All your base64 are different to us

Code, CodeProject

The C++ source files for the stand-alone base64 encoder and decoder discussed in this post, plus a separate implementation of quoted-printable (RFC 2045, section 6.7), and the hex string converter I presented last year, can be found here:

There is a quote that goes “Standards are great! Everyone should have one.” or something along those lines. (Somewhat ironically, this quote, too, has many different variations, and has many attributions. The earliest I’ve found attributes it to George Morrow in InfoWorld 21 Oct 1985).

A case in point is the base64 encoding. Put simply, it’s a method of encoding an array of 8-bit bytes using an alphabet consisting of 64 different printable characters from the ASCII character set. This is done by taking three 8-bit bytes of source data, arranging them into a 24-bit word, and converting that into four 6-bit characters that maps onto the 64-character alphabet (since 6 bits is 0-63).

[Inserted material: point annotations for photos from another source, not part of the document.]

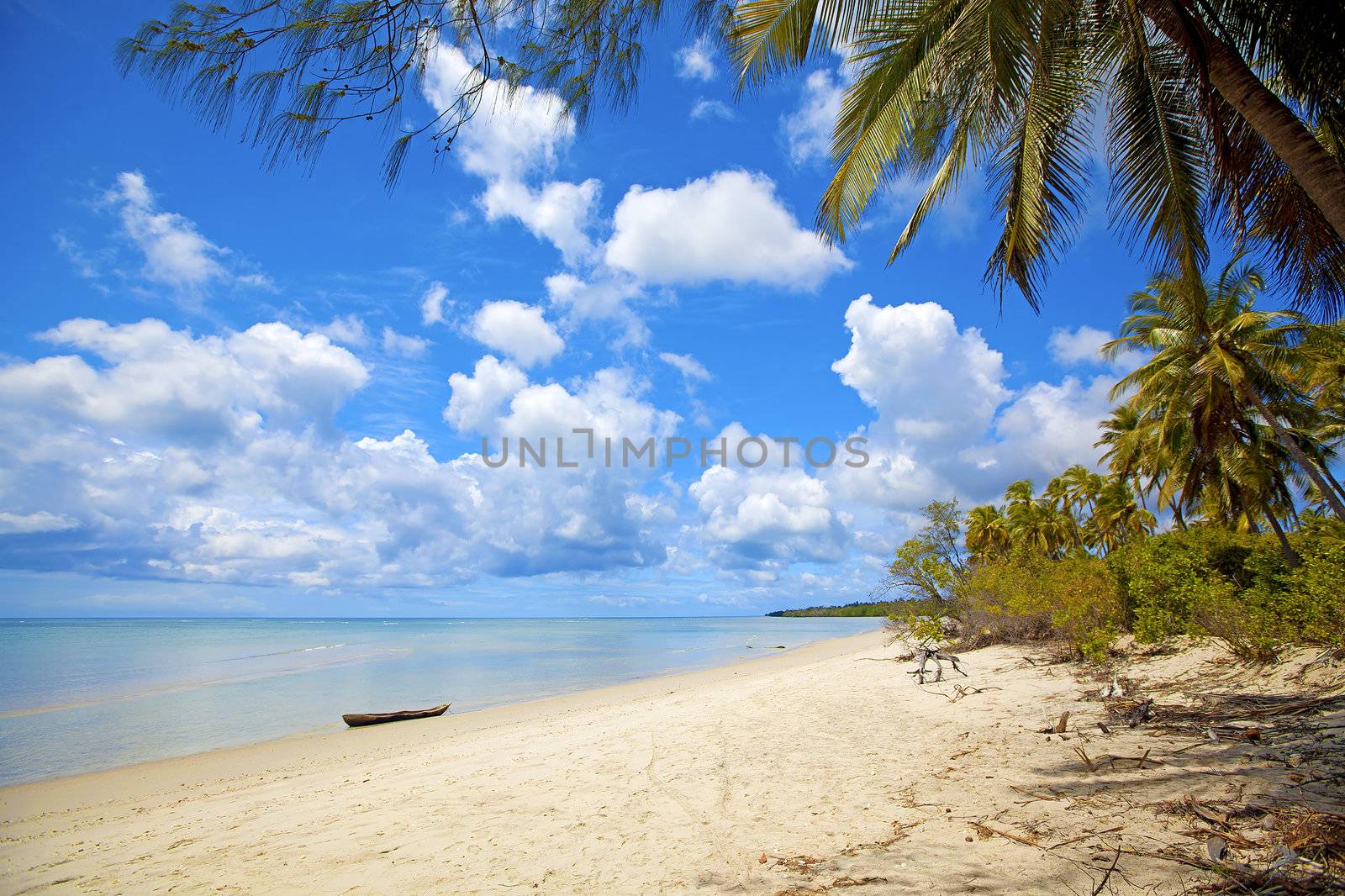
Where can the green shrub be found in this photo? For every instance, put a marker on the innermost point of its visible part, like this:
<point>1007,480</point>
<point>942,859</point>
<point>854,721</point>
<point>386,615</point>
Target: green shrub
<point>1168,580</point>
<point>1031,598</point>
<point>1237,587</point>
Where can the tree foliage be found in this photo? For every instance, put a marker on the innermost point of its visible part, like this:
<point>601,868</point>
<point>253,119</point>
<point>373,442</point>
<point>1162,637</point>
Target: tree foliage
<point>942,87</point>
<point>930,564</point>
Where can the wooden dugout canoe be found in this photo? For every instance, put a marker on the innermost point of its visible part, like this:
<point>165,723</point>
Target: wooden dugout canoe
<point>360,720</point>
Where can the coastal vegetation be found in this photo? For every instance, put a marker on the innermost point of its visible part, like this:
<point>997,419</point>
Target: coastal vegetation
<point>1227,427</point>
<point>857,609</point>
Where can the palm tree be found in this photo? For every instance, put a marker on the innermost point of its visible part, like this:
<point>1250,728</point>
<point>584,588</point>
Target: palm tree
<point>988,533</point>
<point>1226,104</point>
<point>1221,370</point>
<point>1116,517</point>
<point>943,87</point>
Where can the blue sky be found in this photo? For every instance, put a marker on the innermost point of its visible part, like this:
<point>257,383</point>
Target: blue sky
<point>246,392</point>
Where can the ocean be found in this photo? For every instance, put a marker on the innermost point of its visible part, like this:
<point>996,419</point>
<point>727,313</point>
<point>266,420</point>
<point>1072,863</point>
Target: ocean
<point>82,694</point>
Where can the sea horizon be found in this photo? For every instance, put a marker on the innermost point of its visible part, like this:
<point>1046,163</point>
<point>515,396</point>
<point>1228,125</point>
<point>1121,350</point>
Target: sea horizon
<point>94,692</point>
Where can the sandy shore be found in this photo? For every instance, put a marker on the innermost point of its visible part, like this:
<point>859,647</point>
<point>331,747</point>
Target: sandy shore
<point>820,768</point>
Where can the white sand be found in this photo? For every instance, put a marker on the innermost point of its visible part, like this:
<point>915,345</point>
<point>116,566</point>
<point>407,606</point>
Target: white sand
<point>826,763</point>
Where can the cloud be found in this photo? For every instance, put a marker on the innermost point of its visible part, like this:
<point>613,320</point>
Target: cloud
<point>396,343</point>
<point>686,365</point>
<point>1083,347</point>
<point>768,517</point>
<point>931,383</point>
<point>1049,427</point>
<point>604,295</point>
<point>514,132</point>
<point>215,459</point>
<point>560,212</point>
<point>477,400</point>
<point>347,329</point>
<point>175,253</point>
<point>728,226</point>
<point>432,303</point>
<point>515,136</point>
<point>1078,346</point>
<point>517,329</point>
<point>35,522</point>
<point>694,62</point>
<point>182,387</point>
<point>807,129</point>
<point>947,420</point>
<point>704,108</point>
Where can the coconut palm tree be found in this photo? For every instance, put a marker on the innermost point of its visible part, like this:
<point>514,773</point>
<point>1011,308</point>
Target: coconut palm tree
<point>1116,517</point>
<point>1221,369</point>
<point>1226,104</point>
<point>988,533</point>
<point>946,87</point>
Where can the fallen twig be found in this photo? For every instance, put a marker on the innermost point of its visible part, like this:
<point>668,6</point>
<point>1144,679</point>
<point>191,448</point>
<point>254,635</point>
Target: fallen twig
<point>1107,875</point>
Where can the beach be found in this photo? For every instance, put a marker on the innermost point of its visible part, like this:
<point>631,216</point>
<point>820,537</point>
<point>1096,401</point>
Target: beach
<point>817,768</point>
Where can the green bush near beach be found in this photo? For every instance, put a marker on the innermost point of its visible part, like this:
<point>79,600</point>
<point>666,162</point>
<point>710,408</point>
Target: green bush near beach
<point>1204,582</point>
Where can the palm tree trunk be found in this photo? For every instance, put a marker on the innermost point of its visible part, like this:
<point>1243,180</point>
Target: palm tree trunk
<point>1291,557</point>
<point>1181,521</point>
<point>1316,171</point>
<point>1295,451</point>
<point>1327,472</point>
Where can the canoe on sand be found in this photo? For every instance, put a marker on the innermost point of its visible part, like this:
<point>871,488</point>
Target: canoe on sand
<point>358,720</point>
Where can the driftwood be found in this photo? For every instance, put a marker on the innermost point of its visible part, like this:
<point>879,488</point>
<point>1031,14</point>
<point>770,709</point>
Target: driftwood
<point>926,654</point>
<point>1141,714</point>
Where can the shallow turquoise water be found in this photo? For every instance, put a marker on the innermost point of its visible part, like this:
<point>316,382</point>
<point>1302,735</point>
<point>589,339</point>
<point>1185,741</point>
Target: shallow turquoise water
<point>81,694</point>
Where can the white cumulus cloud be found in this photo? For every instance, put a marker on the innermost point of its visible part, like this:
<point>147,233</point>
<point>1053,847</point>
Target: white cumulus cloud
<point>517,329</point>
<point>432,303</point>
<point>807,129</point>
<point>694,62</point>
<point>728,226</point>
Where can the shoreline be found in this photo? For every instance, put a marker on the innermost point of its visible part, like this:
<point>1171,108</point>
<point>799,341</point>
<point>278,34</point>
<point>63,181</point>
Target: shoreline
<point>820,768</point>
<point>311,741</point>
<point>244,705</point>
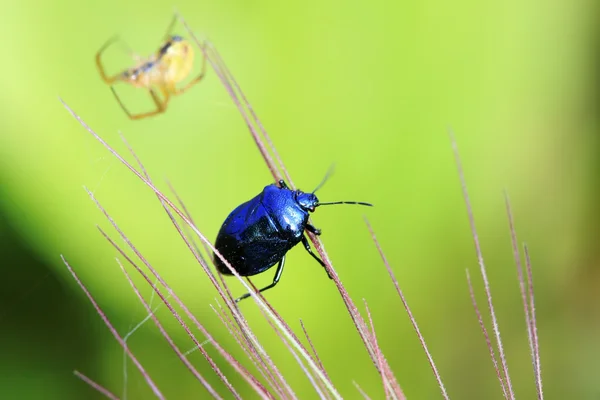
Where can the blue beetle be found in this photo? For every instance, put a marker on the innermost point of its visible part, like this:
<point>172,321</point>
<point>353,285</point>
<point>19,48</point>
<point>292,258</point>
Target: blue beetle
<point>258,233</point>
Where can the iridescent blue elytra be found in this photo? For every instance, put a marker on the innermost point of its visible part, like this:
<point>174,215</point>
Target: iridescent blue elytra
<point>258,233</point>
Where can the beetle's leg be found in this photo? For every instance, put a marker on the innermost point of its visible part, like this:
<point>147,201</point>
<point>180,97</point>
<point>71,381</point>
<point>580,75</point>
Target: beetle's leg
<point>307,247</point>
<point>275,280</point>
<point>161,105</point>
<point>312,229</point>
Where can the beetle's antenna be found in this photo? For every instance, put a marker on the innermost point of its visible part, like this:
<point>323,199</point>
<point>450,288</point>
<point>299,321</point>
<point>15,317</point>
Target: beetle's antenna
<point>360,203</point>
<point>327,175</point>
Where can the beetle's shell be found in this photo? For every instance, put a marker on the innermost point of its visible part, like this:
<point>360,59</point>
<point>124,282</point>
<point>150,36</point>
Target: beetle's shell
<point>258,233</point>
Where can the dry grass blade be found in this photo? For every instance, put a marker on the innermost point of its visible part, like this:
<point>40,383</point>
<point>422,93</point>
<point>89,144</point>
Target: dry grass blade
<point>248,349</point>
<point>362,392</point>
<point>232,87</point>
<point>257,299</point>
<point>386,383</point>
<point>523,289</point>
<point>101,389</point>
<point>412,319</point>
<point>260,389</point>
<point>114,332</point>
<point>482,269</point>
<point>536,348</point>
<point>314,350</point>
<point>226,293</point>
<point>243,327</point>
<point>169,340</point>
<point>486,335</point>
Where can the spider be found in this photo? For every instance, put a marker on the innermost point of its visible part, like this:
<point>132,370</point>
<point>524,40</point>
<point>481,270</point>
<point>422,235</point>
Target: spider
<point>162,71</point>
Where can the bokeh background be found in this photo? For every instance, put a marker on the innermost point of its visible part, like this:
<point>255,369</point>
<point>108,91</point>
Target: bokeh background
<point>370,86</point>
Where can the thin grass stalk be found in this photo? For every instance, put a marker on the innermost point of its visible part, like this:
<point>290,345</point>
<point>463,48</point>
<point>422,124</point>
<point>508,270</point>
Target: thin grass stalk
<point>362,392</point>
<point>99,388</point>
<point>314,350</point>
<point>172,344</point>
<point>521,280</point>
<point>329,386</point>
<point>248,349</point>
<point>226,78</point>
<point>244,327</point>
<point>538,372</point>
<point>488,342</point>
<point>155,390</point>
<point>257,386</point>
<point>482,268</point>
<point>412,319</point>
<point>387,387</point>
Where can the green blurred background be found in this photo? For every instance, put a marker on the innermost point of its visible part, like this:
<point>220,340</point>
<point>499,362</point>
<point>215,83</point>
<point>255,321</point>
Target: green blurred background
<point>371,86</point>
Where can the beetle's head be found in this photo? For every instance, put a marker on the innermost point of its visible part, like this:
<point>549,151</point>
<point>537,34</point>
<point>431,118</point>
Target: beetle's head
<point>307,201</point>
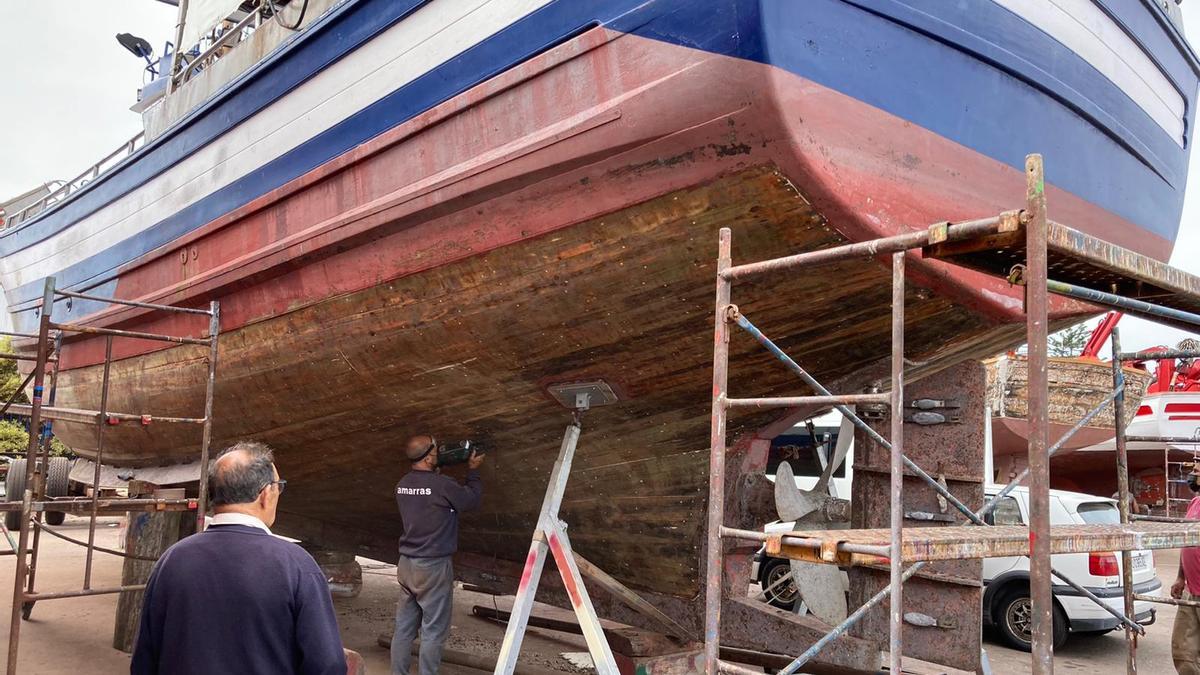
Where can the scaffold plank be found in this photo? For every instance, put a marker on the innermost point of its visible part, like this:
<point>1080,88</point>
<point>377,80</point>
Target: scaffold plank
<point>958,543</point>
<point>1081,260</point>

The original implementation was for privacy-enhanced e-mail (RFC 1421), then altered slightly for MIME (RFC 2045), and again in its own standard (RFC 4648).

When I was looking at base64, I was interested in three different varieties or flavours, namely the MIME version, the (per RFC 4648) standard base64, and base64url. These differ in how they handle line breaks and other illegal characters, what characters are used in the 64-character alphabet, and the use of padding at the end to make up an even triplet of bytes.

That’s three mostly similar but slightly different algorithms, so how to design an implementation? A number of designs are possible, of course, like:

  1. three copy-pasted and tweaked sets of functions
  2. hugely parameterised functions where every variation in algorithm or data can be altered in the call
  3. an inheritance tree, where virtual overridden functions alter behaviour

I chose to use a design that in my opinion takes the best from all of those, with none of the disadvantages.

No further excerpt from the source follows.